Hot Racks, Cool Solutions: How Co-Location Providers Are Enabling the AI Explosion

Tony explores the explosive growth in AI-driven data centers and the critical role of advanced cooling technologies in enabling that expansion. The discussion centers on how companies—particularly those in high-performance computing—are navigating intense pressure to scale compute capacity while managing heat, power, and infrastructure constraints.

Meet Matt Roberts, VP Sales, OptiCool

Key topics include:

  • Surging demand for AI and data center infrastructure, fueled by major players and visible even in high-profile events like recent Super Bowl advertising from leading AI companies.

  • The shift among enterprises from building in-house data centers to leveraging co-location providers, which offer specialized power, space, interconnectivity, and expertise to accelerate deployment and support business growth.

  • Why high-performance computing, especially GPU-heavy AI workloads, generates extreme heat output—more compute equals more thermal load—and why traditional cooling methods are increasingly inadequate.

  • Introduction of OptiCool Technologies' innovative rear door heat exchanger (RDHx) solutions, including their market-leading 120kW unit launched in September 2025, designed specifically for high-density AI and HPC racks.

  • How rear door heat exchangers function as a non-invasive, bolt-on retrofit: replacing a standard cabinet door with a specialized one that uses two-phase refrigerant cooling to extract heat efficiently, returning near-neutral air to the room without major redesigns or internal rack modifications.
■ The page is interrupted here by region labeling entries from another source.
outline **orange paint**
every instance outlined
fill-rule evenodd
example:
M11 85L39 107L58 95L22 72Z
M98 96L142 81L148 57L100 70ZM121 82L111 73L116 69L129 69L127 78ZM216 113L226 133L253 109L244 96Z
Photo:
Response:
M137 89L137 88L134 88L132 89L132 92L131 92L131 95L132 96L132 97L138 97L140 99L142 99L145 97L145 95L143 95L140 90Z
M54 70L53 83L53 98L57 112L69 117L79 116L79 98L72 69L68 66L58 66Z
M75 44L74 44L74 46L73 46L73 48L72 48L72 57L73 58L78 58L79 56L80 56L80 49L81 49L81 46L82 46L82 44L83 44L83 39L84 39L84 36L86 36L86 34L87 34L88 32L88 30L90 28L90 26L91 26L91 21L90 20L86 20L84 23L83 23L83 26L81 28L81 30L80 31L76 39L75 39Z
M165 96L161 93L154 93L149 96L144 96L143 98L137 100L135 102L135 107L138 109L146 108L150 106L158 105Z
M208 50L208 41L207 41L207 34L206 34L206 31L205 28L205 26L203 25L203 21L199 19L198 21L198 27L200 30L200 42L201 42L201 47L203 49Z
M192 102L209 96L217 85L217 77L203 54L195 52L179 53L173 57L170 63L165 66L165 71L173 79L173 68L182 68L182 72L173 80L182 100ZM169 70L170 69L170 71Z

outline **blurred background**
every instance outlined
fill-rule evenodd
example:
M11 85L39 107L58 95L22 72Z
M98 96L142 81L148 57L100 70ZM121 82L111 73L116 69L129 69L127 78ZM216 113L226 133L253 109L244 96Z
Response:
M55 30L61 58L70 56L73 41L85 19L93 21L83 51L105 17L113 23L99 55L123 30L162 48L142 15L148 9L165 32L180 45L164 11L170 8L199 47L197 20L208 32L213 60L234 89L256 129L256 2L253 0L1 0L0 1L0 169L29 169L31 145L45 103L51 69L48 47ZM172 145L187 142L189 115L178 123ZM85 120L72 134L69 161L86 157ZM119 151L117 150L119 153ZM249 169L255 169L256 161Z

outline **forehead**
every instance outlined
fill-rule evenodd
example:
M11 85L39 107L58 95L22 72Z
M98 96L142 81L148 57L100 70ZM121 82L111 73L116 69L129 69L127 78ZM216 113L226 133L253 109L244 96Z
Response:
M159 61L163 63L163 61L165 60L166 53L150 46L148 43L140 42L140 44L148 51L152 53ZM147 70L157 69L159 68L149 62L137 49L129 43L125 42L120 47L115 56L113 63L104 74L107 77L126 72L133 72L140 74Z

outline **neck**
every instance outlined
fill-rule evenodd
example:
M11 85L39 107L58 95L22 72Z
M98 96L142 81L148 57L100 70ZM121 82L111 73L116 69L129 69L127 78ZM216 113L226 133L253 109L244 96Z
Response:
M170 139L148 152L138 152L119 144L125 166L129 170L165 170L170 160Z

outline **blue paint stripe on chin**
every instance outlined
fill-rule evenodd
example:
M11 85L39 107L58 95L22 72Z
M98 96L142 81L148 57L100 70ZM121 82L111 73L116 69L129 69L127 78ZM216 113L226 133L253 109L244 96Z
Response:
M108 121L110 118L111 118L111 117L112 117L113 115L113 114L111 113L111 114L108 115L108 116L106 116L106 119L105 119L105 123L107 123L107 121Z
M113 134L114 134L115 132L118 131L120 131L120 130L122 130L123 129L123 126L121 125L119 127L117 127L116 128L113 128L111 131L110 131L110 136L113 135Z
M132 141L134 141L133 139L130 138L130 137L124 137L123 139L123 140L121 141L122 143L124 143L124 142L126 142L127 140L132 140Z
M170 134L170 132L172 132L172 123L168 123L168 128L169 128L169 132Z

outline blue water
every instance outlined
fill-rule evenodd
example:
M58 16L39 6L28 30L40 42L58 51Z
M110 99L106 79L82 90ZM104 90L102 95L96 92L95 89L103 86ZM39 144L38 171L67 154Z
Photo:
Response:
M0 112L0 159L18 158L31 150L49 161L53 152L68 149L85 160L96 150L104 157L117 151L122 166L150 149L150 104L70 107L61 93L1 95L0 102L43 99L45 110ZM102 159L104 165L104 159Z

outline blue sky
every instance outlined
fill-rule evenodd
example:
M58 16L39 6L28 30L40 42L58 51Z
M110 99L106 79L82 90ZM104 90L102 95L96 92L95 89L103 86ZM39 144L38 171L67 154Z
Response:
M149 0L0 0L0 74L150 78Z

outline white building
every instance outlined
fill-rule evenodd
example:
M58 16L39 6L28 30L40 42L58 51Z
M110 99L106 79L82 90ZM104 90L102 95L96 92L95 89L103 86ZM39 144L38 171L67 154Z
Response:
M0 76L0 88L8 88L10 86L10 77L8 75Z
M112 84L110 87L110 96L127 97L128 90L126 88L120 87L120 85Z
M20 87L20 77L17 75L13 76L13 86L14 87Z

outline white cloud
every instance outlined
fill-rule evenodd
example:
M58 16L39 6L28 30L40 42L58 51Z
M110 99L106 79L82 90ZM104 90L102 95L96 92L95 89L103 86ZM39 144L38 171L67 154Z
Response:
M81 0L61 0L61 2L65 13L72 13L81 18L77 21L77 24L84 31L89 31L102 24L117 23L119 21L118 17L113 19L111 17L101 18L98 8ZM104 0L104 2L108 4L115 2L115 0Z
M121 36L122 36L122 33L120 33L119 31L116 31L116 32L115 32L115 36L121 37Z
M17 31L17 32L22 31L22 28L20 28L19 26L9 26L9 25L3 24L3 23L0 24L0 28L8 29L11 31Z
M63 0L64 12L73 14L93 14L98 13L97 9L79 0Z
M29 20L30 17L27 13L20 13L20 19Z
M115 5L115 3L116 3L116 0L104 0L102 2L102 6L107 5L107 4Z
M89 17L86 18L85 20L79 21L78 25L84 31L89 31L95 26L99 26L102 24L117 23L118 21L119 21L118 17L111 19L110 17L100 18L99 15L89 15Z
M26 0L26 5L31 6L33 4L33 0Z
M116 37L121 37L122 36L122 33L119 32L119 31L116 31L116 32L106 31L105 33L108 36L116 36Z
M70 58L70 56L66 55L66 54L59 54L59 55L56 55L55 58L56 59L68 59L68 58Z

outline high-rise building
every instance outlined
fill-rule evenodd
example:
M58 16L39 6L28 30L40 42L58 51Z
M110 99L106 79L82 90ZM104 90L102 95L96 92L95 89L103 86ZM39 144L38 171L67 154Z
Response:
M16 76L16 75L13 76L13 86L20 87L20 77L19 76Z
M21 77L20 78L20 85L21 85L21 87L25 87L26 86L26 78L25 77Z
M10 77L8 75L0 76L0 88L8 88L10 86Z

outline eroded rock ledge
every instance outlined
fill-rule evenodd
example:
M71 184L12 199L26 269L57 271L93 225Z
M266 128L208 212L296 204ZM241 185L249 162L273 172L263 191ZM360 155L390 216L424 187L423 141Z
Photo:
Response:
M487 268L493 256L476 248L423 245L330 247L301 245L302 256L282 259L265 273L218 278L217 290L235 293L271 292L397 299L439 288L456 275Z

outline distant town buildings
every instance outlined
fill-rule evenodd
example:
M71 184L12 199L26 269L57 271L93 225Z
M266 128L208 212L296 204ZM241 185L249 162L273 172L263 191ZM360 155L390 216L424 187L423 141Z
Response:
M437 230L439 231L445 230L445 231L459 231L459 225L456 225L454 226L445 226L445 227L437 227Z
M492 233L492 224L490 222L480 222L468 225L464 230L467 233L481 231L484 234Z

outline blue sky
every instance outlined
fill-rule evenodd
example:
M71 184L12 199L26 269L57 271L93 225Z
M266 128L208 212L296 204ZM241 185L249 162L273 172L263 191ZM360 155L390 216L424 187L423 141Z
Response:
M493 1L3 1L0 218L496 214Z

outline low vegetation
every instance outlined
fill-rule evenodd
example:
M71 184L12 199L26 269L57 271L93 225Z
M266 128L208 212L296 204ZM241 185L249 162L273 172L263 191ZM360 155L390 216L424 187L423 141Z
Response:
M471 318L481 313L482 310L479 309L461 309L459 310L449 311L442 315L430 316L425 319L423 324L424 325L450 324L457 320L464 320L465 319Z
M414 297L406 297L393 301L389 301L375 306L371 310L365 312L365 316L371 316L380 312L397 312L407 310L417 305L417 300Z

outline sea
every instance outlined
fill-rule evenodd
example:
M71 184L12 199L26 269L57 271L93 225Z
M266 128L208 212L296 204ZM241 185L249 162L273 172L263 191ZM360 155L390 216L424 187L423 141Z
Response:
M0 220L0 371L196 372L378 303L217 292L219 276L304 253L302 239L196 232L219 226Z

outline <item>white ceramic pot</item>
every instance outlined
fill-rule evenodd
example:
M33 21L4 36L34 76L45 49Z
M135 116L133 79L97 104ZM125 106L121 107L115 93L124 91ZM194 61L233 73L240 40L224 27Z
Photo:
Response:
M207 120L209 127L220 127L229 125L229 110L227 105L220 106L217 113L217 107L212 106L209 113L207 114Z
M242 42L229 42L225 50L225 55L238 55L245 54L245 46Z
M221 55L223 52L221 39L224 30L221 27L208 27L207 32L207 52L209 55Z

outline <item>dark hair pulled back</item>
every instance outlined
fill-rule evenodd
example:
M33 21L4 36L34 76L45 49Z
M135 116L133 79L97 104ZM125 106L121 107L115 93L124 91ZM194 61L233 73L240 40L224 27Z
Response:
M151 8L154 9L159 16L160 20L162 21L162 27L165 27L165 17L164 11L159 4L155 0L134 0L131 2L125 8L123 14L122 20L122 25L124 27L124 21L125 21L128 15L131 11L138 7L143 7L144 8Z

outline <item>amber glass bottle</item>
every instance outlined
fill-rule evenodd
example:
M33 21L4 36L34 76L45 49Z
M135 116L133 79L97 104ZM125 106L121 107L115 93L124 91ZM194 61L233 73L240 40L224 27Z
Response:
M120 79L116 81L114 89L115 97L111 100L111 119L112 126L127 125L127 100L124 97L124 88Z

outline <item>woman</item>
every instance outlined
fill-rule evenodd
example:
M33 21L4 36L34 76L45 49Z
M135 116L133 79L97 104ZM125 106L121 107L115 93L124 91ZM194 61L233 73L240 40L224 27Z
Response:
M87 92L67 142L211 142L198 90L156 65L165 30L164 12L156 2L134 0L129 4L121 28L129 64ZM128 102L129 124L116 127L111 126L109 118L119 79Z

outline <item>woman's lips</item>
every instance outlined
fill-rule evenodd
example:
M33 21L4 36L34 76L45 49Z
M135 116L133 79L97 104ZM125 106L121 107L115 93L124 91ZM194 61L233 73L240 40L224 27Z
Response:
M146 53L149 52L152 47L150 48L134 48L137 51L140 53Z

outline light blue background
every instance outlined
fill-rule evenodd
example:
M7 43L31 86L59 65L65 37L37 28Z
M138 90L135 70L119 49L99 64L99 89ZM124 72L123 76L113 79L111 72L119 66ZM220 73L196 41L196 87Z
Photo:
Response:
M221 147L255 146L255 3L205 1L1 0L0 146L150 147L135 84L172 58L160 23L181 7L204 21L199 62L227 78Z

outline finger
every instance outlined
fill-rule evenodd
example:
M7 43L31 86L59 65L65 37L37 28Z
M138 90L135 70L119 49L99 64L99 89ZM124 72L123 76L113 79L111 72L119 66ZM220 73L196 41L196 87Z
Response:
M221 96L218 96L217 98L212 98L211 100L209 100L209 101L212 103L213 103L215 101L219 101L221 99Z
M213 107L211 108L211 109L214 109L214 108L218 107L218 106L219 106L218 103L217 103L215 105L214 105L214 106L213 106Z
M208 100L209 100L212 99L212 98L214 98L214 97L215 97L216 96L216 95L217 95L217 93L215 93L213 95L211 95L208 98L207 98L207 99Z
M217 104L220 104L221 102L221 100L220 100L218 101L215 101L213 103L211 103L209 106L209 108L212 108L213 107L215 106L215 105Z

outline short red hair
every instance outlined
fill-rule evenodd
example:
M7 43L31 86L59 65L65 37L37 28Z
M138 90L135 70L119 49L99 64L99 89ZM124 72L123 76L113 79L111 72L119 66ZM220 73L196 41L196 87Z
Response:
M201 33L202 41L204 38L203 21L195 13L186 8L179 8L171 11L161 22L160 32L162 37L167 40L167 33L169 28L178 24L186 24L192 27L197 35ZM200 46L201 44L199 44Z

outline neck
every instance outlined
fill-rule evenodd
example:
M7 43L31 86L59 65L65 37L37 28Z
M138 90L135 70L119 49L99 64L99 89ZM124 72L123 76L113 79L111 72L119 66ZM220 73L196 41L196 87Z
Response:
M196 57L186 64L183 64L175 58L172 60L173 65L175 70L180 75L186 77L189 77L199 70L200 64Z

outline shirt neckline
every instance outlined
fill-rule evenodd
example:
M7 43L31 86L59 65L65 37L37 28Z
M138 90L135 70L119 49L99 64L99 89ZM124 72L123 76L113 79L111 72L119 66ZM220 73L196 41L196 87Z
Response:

  • Differentiation from single-phase (water-based) liquid cooling: the two-phase refrigerant approach enables higher capacity, lower energy use for pumping, and easier deployment in existing environments.

  • Core constraints driving co-location adoption—limited space, power availability, and latency requirements (reducing delays in data transmission)—and how specialized providers address these more effectively than self-built facilities.

  • Workforce challenges in the data center sector, including shortages of skilled mechanical and electrical talent needed for installation and maintenance; simpler-to-deploy technologies help mitigate labor gaps.

  • Strategies for rapid scaling in a high-demand market, emphasizing "force multipliers"—trusted channel partners, advisors, and resellers with established relationships—to amplify reach and accelerate decisions rather than relying solely on organic, slow-growth tactics.

  • The importance of identifying where decisions are made, building channel-first approaches, and anticipating 5x demand to position solutions effectively.

  • Broader industry needs, such as encouraging more interest in trade and technical careers over traditional college paths to fill skilled roles in cutting-edge facilities.

  • Geographic trends in data center growth favoring regions with abundant land and affordable power (e.g., Texas, Louisiana, and potentially Midwest areas).

  • Ongoing exploration of alternative energy sources to ease grid strain, with recognition that innovations like small modular reactors (SMRs) could play a role if regulatory hurdles are addressed.

  • Recent partnership between OptiCool Technologies and Sabey Data Centers to deliver efficient, high-density cooling solutions across Sabey's portfolio.

The conversation underscores that cooling is no longer a background concern—it's a foundational enabler for AI progress, with innovations like two-phase rear door systems providing practical, scalable paths forward amid unprecedented demand. (And yes, while the grease-on-the-skids metaphor didn't quite stick, the idea of keeping everything running smoothly definitely resonates in this space.)